A generous interpretation of this situation is that it honours the player’s agency in giving them the choice of whether to ride or not to ride. But a pragmatic analysis of the way the game functions suggests that there is no real choice here: riding is inferior in terms of travel time when revisiting (since the fast travel is instantaneous) and disadvantageous when first exploring, because either nothing is found or the player must stop constantly and dismount. There are a handful of side quests that require horses to complete, but beyond these all the beauty and charm of the mounted systems are essentially wasted in Breath of the Wild, having been undermined by the sheer immediacy of travelling directly to any of the 138 locations on the map that can offer a lazy immediacy of access.

In my own case, my initial joy at exploring the horse system was short lived, but I was bowled over by the impact of the first encounter with wild horses. The game asks the player to capture untamed horses by sneaking up to them and then surviving a ‘bucking bronco’ challenge where success is directly proportional to Link’s current Stamina (or supply of Stamina-restoring meals…). There follows perhaps half an hour of riding time where the horse possesses tremendous personality and identity. After this, the horse behaves much like a horse in any other contemporary AAA game (e.g. Assassin’s Creed: Origins) with the capacity to follow paths on their own but otherwise little identity. Don’t get me wrong, they are still enormous fun to ride – but all the unique aesthetic moments the horse system provides are under-represented or squeezed out of relevance.

However, after completing the game for the first time, I made a personal commitment to the horses and for the next ten hours or so did not use the fast travel system for anything. I wanted to experience what the Hyrule of Breath of the Wild was truly like as a mounted adventure – and was extremely satisfied by this experience, which took me more or less everywhere that it is possible to ride a horse. I was particularly impressed, for instance, that it is possible to reach the elusive Korok settlement in Great Hyrule Forest with a horse, despite the difficult problems posed by crossing the mysterious and spooky maze that is the Lost Woods. These were some of my most enjoyable hours with the game, in part because I was freed from its compulsive grip (having already competed it) and felt empowered to enjoy the world for what it was.

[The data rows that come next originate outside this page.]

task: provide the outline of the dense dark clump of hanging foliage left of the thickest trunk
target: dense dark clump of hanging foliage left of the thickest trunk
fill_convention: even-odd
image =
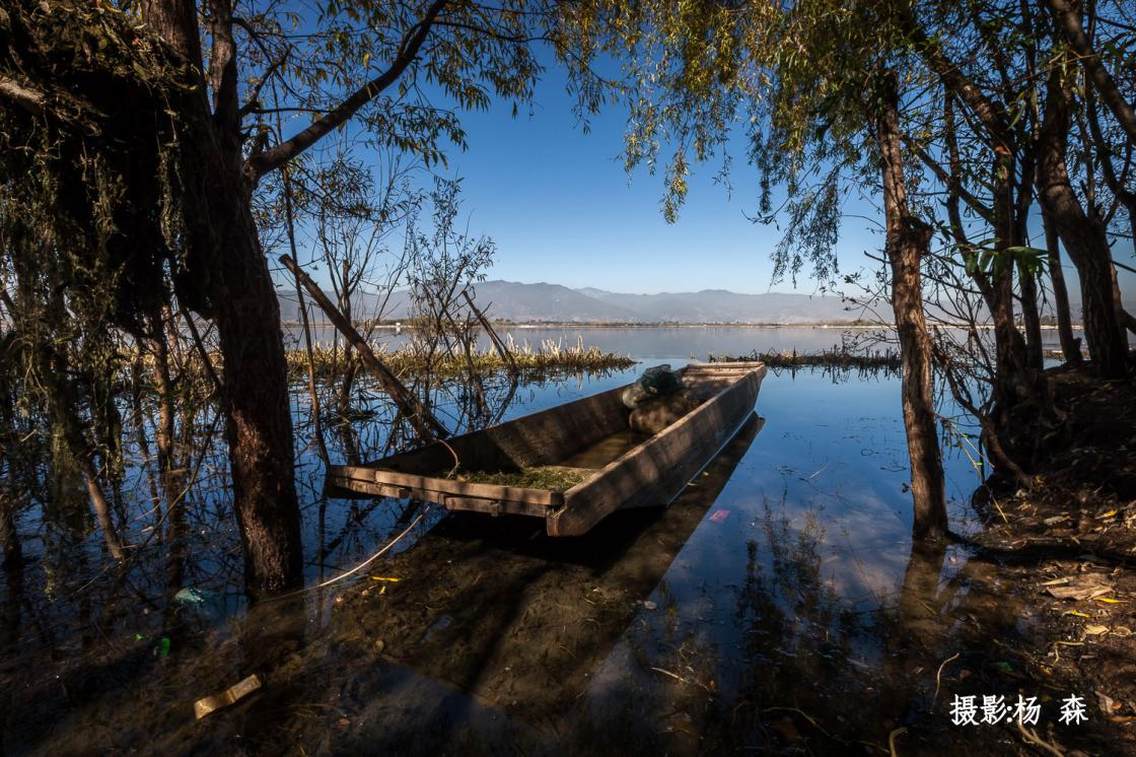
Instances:
[[[183,115],[201,97],[200,74],[126,14],[0,9],[0,249],[23,292],[42,281],[85,327],[131,332],[169,282],[206,309],[192,257],[209,224],[181,169],[208,138]]]

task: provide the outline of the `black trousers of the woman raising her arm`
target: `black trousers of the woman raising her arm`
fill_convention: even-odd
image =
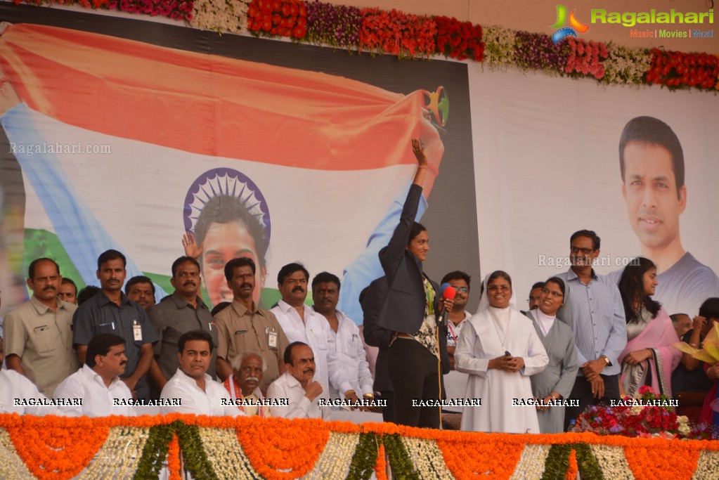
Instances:
[[[394,393],[394,422],[411,427],[439,428],[441,407],[419,406],[414,402],[441,398],[439,361],[416,340],[397,338],[389,349],[388,364]]]

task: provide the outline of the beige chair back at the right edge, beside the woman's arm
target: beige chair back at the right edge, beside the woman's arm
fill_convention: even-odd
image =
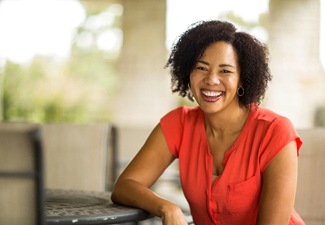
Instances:
[[[325,224],[325,128],[298,130],[303,140],[295,209],[308,225]]]

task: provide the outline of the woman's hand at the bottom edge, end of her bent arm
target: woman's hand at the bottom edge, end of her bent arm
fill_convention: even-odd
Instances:
[[[176,205],[163,206],[161,210],[163,225],[187,225],[187,221],[182,210]]]

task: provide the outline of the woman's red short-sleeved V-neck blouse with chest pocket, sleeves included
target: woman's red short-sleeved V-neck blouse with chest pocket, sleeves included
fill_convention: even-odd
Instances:
[[[160,125],[172,154],[179,158],[180,179],[196,225],[256,223],[262,174],[290,141],[302,144],[285,117],[253,105],[246,124],[224,156],[224,171],[212,183],[212,155],[199,107],[180,107]],[[304,224],[293,211],[289,224]]]

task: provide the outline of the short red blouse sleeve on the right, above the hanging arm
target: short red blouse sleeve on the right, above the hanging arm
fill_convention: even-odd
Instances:
[[[302,140],[298,136],[291,121],[286,117],[277,117],[274,119],[265,133],[260,148],[260,165],[262,172],[275,156],[291,141],[296,142],[297,156],[299,156]]]

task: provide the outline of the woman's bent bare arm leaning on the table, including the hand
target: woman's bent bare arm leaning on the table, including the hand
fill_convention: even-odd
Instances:
[[[115,203],[133,206],[161,217],[164,224],[187,224],[182,210],[149,188],[173,162],[160,125],[118,178],[112,192]]]

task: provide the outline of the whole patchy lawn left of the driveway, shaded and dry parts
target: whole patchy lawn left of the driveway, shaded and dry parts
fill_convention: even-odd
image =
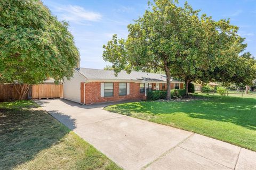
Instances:
[[[0,103],[0,169],[121,169],[37,107]]]

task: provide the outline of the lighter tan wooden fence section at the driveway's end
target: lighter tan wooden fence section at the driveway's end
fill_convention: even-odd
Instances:
[[[32,98],[60,98],[63,97],[62,84],[37,84],[32,86]]]

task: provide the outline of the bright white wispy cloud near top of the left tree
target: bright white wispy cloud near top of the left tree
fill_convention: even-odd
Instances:
[[[77,5],[57,5],[52,7],[59,13],[58,16],[61,20],[67,20],[70,22],[76,22],[80,24],[84,21],[99,21],[102,15],[98,12],[87,11],[85,8]]]

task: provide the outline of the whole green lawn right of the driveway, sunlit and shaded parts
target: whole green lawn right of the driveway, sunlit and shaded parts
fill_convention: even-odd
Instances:
[[[204,96],[193,101],[141,101],[105,109],[256,151],[255,98]]]

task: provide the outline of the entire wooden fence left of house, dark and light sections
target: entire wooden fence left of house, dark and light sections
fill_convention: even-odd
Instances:
[[[0,102],[18,100],[19,93],[15,88],[17,88],[18,91],[20,90],[20,86],[17,84],[0,84]],[[61,97],[63,97],[62,84],[37,84],[30,86],[23,100]]]

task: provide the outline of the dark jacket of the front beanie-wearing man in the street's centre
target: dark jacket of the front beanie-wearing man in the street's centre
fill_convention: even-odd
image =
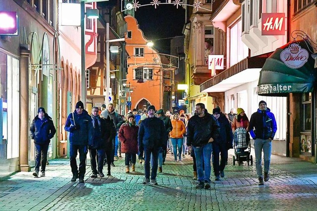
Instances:
[[[139,151],[143,149],[159,149],[168,139],[162,120],[157,117],[146,118],[141,122],[138,132]]]

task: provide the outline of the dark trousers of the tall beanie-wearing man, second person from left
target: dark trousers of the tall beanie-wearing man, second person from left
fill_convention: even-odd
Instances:
[[[70,144],[69,145],[69,161],[70,161],[70,167],[71,172],[73,172],[73,175],[78,175],[79,178],[84,178],[86,173],[86,157],[88,152],[88,147],[86,145],[75,145]],[[77,151],[79,152],[79,172],[77,169]]]

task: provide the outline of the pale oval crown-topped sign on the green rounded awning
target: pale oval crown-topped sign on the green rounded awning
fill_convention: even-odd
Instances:
[[[306,49],[298,43],[292,43],[285,48],[281,54],[280,58],[285,63],[287,67],[292,69],[298,69],[302,67],[308,61],[309,53]]]

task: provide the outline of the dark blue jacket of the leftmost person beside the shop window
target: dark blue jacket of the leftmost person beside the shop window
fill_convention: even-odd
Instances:
[[[30,133],[31,138],[36,144],[49,144],[50,139],[54,137],[56,129],[54,127],[52,118],[45,114],[44,119],[41,120],[37,115],[31,124]]]

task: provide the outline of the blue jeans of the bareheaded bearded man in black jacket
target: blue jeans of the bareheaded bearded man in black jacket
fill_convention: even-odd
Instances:
[[[198,181],[200,182],[211,182],[210,174],[211,174],[211,153],[212,153],[212,145],[211,143],[207,143],[202,147],[193,147],[196,157],[196,165],[197,165],[197,174]],[[203,163],[205,165],[205,171],[203,169]]]

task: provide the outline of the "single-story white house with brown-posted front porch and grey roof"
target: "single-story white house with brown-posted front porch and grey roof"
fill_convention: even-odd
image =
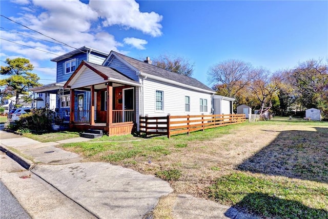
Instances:
[[[64,86],[71,91],[71,127],[100,128],[103,124],[101,128],[109,134],[122,134],[138,127],[140,115],[212,114],[215,91],[195,78],[150,62],[149,57],[142,62],[114,51],[103,65],[82,62]],[[86,98],[80,90],[91,94]],[[86,108],[85,102],[91,107]]]

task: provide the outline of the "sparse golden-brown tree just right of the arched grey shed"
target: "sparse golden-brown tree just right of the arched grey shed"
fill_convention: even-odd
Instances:
[[[269,70],[260,67],[252,71],[251,78],[250,89],[261,103],[259,114],[263,117],[272,107],[271,98],[279,89],[281,77],[278,73],[272,74]],[[269,106],[265,107],[265,103],[269,103]]]

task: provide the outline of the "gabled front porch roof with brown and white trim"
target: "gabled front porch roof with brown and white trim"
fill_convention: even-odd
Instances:
[[[94,73],[99,75],[104,79],[104,81],[108,82],[114,82],[117,84],[126,84],[126,85],[132,85],[132,86],[141,86],[141,84],[134,79],[120,73],[116,69],[107,67],[107,66],[102,66],[102,65],[97,65],[94,63],[86,62],[83,61],[75,70],[75,72],[71,75],[71,77],[68,79],[68,81],[65,83],[64,88],[71,87],[78,76],[83,73],[83,71],[89,68],[92,70]]]

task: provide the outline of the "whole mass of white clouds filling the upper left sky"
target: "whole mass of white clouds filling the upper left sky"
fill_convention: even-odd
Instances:
[[[162,34],[162,26],[160,25],[162,16],[155,12],[140,12],[139,4],[133,0],[90,0],[89,4],[78,0],[15,0],[12,3],[18,4],[20,9],[18,14],[10,17],[13,21],[51,36],[59,42],[64,42],[74,48],[89,46],[106,53],[115,50],[124,54],[129,52],[119,50],[124,45],[145,49],[145,45],[148,42],[144,39],[126,37],[123,43],[116,41],[113,34],[104,30],[104,27],[112,25],[120,25],[126,29],[133,28],[151,36],[160,36]],[[102,21],[102,23],[99,21]],[[13,25],[10,29],[12,31],[0,31],[3,38],[14,42],[1,41],[0,51],[8,55],[8,57],[13,55],[27,57],[33,63],[40,63],[73,50],[73,48],[31,38],[29,36],[53,41],[22,26]],[[28,36],[17,34],[13,31],[22,32]],[[39,50],[48,51],[56,55]]]

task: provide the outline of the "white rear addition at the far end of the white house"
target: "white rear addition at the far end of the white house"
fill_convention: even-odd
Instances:
[[[234,101],[234,98],[213,95],[213,114],[233,114]]]

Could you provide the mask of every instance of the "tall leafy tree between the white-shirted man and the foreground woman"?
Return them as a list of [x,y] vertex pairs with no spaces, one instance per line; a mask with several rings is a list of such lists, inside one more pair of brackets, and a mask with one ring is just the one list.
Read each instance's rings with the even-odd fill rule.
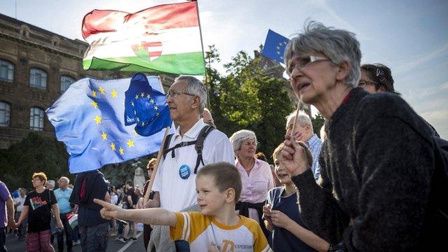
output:
[[259,67],[260,58],[238,52],[225,64],[227,76],[221,76],[211,63],[218,62],[214,45],[207,52],[207,82],[210,109],[219,130],[229,137],[237,130],[253,130],[258,151],[267,157],[283,141],[285,117],[293,110],[283,85],[285,80],[267,76]]

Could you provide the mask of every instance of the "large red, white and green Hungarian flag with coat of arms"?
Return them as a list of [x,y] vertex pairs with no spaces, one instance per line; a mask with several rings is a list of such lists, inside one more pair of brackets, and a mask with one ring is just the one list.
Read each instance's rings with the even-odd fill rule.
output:
[[126,13],[92,10],[83,20],[90,44],[85,70],[204,75],[195,1]]

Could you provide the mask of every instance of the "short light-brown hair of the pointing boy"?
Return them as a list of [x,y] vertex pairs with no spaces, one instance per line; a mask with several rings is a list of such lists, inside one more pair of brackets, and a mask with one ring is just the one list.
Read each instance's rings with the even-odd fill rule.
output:
[[213,176],[215,186],[222,193],[229,188],[235,190],[235,203],[238,202],[241,195],[241,176],[239,175],[237,167],[228,162],[217,162],[215,164],[206,165],[197,172],[196,179],[200,176]]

There is, however, one last aspect of the horses that provides a significant advantage and that might cause some players to find keeping up their equestrian practices worthwhile. Upon horseback, jumping rockets the player into the air to a degree equivalent to using a stuntman’s trampette. Since the game allows the player access to ‘bullet time’ when drawing their bow in the air (but never on the ground), horses provide the most reliable access to these time-slowing capacities, which can be especially useful when fighting the dreaded Guardian Stalker enemies, whose beam weapons are fatal in the early game and remain nasty all the way through. This small silver lining provides a reason – beyond the sheer aesthetic pleasure of riding – to traverse the beautiful lands of Hyrule upon the back of a horse.

One final point is worth mentioning. Horses can die. This provided the most shocking moment of any Zelda game I have ever played, when a routine expedition along a coastal path went horribly wrong as I took a narrow path too rapidly and my mount stumbled, fell down the cliff, and died. Even knowing that the developers had provided an option for resurrection via a convenient Horse Goddess, I was hurt and humbled by realising that I had brought this imaginary horse’s life to an end. This was radically more upsetting than the death of Agro in Shadow of the Colossus, since that event happens in a pre-scripted cut scene (and thus not as a result of player action), and was also not much of a surprise to me as an experienced game writer. Losing a horse in Zelda, though – that was a powerful and distressing moment, one that forever changed the way I rode around Hyrule. I was not, and still am not, willing to let another of my beautiful fictitious horses die as a result of my carelessness and this serves as another reminder of the incredible polish evident in the horse system in Breath of the Wild. What a shame that it is also so cruelly undermined by the overall design.